# Prove that in any group, an element has the same order of its inverse

• Dec 3rd 2010, 10:05 AM
SunRiseAir
Prove that in any group, an element has the same order of its inverse
Am I on the right track?

This will be a proof by contradiction.

i. Assume $\displaystyle a$ has order n. Therefore,
$\displaystyle a^n = e$
ii. Likewise, assume that $\displaystyle a^{-1}$ has order m, with m different from n. Say, $\displaystyle m < n$. Therefore,
$\displaystyle a^{-m} = e$
iii. Since $\displaystyle a^n = e$ and $\displaystyle a^{-m} = e$
$\displaystyle a^n = a^{-m}$

Multiply both sides by $\displaystyle a^{-m}$ on the right. Then,

$\displaystyle a^n a^{-m} = a^{-m} a^{-m}$

By laws of exponents,

$\displaystyle a^{n-m}= (a^{-m})(a^{-m})$

By the definition of order, on the right we have that
$\displaystyle (a^{-m}) (a^{-m}) = e$
So then we have,

$\displaystyle a^{n-m}= e$
iv. Since $\displaystyle m < n$, as defined at step ii., it follows that
$\displaystyle n - m < n$
v. But the result of iv. contradicts the claim that a has order n, since by definition this means that n is the least positive integer such that $\displaystyle a^n = e$ holds.

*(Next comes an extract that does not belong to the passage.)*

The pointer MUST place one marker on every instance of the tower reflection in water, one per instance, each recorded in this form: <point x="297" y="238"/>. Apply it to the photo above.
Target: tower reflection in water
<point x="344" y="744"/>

vi. Therefore an element has the same order of its inverse.

Thanks for anyone who helps! (Itwasntme)
• Dec 3rd 2010, 10:42 AM
emakarov
Formally, you also need to consider the case when m > n, but I agree with your proof so far.

It may be easier to just note that $\displaystyle (a^n)^{-1}=a^{-n}$ for all integer n. Therefore, $\displaystyle a^n=e$ iff $\displaystyle a^{-n}=e$. So, $\displaystyle \{n\in\mathbb{Z}\mid a^n=e\}=\{n\in\mathbb{Z}\mid (a^{-1})^n=e\}$. From here the claim follows.